20 Responses to Sneak Peek of Book “…And The Whippoorwill Sang”

  1. Penelope, thanks for posting my book, synopsis and excerpt on your lovely site.It looks wonderful!

    All my best, Micki

  2. This is a powerful book. It brought me to tears, but I also ended up becoming good friends with the author, an exceptional lady.

  3. Powerful writing by a wonderful writer. Can’t wait to read more.

  4. Jon Magee

    Thank you for the opportunity to be able to read and to feel something of what lies behind the writing. I cannot wait to see the interview.

  5. I was really captivated by this story!!!
    I loved the almost shooting of an Idaho potato! Wishing you so much success!

    Love Louise

  6. Your writing is superb. After reading this excerpt, I can’t wait to have my turn at reading your book.
    You have managed to make me laugh as I read a teaser from a story that I am certain to make me cry later. You are a very brave and strong woman.
    Your book will more than likely be one of my Mom’s Christmas gifts in 2013

  7. I started reading this book a few days back and liked it very much. It’s a story all parents should read, it’s a novel all readers should read. It’s very well written. I’ll tell you more, Micki, when I finish it.

  8. Penelope, thank you for posting this and, Micki, I feel I’m going to love your book. The excerpt shows the kind of writing that comes naturally to every great writer: concise, pungent, and compelling.
    But then I didn’t expect any less 🙂

  9. Sounds like a great book!
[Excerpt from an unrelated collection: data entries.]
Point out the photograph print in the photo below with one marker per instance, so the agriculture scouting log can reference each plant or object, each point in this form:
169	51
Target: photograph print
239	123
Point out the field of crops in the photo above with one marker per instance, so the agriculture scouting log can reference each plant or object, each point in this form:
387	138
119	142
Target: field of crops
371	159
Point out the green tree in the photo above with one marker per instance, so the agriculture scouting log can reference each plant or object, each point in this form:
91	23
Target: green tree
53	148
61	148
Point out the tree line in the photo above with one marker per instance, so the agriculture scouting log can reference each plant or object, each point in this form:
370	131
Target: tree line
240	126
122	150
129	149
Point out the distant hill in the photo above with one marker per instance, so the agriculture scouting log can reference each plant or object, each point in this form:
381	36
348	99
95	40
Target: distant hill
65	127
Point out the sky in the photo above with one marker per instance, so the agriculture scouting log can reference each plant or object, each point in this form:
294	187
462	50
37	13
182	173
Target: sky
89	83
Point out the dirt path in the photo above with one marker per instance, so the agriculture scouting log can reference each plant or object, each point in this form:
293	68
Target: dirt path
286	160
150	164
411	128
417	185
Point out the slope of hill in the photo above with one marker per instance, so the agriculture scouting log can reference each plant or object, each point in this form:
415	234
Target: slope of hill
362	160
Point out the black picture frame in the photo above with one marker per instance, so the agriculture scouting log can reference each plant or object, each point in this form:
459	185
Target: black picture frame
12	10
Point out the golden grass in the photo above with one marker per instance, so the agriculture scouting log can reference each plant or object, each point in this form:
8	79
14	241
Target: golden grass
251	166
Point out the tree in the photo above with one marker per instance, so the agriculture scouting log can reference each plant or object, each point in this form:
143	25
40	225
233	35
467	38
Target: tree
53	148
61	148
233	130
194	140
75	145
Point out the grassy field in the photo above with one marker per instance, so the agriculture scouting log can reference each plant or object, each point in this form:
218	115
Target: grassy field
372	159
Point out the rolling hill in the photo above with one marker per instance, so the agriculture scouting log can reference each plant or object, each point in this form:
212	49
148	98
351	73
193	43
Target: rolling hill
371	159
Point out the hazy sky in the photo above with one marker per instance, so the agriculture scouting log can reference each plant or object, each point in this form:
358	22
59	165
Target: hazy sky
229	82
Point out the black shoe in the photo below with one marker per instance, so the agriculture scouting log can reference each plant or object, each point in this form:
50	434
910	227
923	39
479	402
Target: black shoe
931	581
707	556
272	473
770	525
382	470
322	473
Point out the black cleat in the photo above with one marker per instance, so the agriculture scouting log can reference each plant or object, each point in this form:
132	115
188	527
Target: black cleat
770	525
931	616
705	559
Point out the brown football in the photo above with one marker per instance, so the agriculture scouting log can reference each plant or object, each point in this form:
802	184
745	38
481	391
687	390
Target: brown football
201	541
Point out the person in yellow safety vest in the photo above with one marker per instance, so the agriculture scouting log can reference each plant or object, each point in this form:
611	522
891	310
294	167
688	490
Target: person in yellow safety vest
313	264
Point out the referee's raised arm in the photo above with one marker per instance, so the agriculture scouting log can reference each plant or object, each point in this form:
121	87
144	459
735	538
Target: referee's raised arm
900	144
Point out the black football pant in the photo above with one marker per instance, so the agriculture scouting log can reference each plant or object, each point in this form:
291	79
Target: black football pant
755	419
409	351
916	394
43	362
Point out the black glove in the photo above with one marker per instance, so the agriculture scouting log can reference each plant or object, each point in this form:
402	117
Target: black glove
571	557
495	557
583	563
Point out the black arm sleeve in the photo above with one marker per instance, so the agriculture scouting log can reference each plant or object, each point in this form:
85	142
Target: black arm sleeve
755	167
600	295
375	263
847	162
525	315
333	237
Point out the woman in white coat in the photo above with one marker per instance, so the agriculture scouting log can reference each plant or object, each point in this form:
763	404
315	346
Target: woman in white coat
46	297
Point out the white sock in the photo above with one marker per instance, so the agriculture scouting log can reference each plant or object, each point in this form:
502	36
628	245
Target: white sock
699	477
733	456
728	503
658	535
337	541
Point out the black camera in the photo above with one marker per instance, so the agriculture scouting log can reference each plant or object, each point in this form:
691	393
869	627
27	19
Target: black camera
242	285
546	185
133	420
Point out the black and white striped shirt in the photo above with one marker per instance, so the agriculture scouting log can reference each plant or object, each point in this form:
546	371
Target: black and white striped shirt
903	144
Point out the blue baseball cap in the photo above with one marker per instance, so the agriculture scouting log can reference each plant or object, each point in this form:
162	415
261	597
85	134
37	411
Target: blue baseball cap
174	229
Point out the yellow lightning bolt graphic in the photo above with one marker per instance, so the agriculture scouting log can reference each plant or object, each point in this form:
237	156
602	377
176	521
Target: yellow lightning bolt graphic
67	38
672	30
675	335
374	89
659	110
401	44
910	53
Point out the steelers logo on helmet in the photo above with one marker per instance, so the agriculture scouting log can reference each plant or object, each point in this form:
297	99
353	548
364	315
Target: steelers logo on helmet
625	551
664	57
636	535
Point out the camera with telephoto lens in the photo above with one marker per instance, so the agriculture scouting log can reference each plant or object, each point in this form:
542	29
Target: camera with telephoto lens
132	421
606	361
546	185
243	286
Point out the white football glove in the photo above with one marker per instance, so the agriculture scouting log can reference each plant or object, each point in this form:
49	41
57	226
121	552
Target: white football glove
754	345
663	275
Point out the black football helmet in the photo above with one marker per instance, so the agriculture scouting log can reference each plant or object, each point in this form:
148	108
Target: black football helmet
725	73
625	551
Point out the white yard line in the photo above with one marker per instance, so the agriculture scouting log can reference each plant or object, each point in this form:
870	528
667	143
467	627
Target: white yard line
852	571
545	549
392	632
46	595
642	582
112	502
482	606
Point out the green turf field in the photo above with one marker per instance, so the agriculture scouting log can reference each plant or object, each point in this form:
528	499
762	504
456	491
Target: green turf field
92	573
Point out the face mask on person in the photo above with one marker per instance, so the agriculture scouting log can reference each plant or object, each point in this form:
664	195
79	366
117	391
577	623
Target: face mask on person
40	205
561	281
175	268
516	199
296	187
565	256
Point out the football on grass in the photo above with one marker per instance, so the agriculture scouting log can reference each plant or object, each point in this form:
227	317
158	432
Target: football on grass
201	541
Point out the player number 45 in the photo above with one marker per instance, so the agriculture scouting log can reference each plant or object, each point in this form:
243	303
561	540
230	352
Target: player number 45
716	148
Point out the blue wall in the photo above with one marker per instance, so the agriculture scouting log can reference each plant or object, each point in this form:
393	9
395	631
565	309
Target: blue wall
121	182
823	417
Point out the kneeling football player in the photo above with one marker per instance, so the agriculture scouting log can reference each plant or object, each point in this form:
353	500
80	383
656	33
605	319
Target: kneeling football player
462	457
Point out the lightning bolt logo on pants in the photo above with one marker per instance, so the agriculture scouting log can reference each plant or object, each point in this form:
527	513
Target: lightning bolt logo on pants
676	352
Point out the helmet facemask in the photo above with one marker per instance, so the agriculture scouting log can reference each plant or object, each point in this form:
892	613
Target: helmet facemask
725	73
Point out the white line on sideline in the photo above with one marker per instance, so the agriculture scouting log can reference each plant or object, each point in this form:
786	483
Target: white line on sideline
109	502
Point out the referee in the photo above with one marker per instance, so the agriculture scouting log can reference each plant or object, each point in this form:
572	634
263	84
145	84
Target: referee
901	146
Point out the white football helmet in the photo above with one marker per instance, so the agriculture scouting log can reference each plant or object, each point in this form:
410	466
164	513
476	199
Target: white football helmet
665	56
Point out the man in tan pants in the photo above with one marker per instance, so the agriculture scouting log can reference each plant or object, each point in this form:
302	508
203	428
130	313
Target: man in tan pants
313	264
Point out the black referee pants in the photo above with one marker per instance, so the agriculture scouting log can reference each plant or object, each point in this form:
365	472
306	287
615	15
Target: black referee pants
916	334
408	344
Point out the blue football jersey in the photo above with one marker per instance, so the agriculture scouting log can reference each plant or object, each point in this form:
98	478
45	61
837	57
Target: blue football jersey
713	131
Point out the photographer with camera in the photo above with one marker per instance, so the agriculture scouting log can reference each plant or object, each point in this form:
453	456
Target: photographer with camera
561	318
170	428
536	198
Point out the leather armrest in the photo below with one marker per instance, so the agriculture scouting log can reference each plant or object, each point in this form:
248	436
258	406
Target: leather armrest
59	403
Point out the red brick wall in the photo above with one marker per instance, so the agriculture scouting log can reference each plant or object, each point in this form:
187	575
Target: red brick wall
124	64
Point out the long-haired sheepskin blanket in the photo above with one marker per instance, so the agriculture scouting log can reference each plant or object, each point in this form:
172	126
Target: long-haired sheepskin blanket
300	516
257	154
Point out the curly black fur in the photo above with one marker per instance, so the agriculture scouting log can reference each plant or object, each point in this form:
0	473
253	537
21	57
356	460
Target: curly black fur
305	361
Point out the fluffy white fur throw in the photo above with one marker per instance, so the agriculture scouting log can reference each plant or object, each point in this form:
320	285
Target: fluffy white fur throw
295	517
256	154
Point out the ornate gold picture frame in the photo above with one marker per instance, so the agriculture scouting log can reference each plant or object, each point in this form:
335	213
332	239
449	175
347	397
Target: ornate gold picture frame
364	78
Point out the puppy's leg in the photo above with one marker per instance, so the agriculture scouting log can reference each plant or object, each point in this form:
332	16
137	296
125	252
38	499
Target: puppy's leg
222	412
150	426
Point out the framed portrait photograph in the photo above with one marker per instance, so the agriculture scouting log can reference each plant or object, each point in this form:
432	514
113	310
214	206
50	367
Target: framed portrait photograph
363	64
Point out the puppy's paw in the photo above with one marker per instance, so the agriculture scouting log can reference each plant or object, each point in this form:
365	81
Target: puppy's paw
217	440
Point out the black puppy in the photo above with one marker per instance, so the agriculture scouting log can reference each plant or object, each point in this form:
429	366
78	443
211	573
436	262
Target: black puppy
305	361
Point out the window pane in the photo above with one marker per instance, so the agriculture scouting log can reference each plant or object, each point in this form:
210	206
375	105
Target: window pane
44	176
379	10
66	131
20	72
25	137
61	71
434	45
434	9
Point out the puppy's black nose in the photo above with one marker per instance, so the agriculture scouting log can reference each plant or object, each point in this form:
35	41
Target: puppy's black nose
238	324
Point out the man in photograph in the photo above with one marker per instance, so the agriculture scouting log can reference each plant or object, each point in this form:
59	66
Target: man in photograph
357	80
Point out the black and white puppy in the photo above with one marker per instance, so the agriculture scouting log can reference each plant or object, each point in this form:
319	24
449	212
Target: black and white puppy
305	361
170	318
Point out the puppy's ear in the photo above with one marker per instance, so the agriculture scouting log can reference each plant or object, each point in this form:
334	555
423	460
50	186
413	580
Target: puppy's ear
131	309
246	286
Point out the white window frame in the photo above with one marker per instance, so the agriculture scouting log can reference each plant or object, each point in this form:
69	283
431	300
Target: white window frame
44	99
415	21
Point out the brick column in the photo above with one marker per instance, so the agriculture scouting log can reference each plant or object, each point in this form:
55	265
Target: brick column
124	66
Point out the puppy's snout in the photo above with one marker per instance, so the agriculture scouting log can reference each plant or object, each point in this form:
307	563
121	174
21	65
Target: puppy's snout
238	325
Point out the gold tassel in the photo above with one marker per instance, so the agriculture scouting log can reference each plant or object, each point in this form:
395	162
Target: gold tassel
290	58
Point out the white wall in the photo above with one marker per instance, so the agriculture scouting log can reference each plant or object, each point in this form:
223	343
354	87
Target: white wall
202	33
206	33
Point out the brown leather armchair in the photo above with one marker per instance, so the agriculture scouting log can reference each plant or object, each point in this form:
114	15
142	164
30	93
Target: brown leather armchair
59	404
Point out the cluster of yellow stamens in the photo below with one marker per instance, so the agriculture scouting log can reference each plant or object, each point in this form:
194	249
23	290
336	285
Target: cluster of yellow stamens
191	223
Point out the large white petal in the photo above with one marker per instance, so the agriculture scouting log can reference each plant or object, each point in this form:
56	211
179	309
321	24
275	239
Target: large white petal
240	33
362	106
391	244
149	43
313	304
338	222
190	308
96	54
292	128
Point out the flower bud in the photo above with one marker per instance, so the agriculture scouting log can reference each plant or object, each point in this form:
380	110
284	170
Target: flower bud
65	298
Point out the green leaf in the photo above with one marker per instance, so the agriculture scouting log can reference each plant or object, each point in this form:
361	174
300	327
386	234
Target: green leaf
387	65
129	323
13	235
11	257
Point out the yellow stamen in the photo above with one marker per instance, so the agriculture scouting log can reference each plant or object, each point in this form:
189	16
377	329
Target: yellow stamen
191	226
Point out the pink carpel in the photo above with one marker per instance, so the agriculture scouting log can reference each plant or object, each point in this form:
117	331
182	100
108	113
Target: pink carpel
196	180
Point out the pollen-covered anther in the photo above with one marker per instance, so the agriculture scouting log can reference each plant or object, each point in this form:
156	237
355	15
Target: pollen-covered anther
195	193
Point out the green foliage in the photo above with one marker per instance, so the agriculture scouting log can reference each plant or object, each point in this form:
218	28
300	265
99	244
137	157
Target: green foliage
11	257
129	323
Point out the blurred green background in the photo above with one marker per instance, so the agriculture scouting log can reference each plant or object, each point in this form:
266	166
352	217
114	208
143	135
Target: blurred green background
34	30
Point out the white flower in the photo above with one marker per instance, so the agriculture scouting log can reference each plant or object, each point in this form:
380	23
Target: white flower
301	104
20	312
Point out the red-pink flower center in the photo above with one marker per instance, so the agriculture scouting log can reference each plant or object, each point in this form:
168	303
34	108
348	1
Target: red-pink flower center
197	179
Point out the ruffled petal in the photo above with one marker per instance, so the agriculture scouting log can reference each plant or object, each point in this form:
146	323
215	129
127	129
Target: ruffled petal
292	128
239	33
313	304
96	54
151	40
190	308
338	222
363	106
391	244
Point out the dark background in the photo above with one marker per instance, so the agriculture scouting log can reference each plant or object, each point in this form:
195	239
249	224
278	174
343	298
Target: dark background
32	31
I look forward to reading it!

  10. Thanks so much to my friends/peers. Your comments mean a lot to me and I am grateful to be in the company of such great talent and wonderful people.

    All my best, Micki

  11. Thanks so much to my friends/peers. Your comments mean a lot to me and I am grateful to be in the company of such great talent and wonderful people.

    All my best, Micki

  12. Nicole

    Micki Peluso writes with such a real emotion that the reader feels as though they have known her their whole life. The pace of the book never slows down and the tie in to what’s happening in the world gives the reader the feel of the times the characters were living in. Wonderful read!!

  13. Micki is a hard working author and class act. She’s very talented and I’ve had the pleasure of getting to know her in an author group I’m part of. She follows through on what she says and is genuine. I’ve enjoyed reading her articles and excerpts of her work. So if you’re a lover of fiction and novels she’s a great author to read.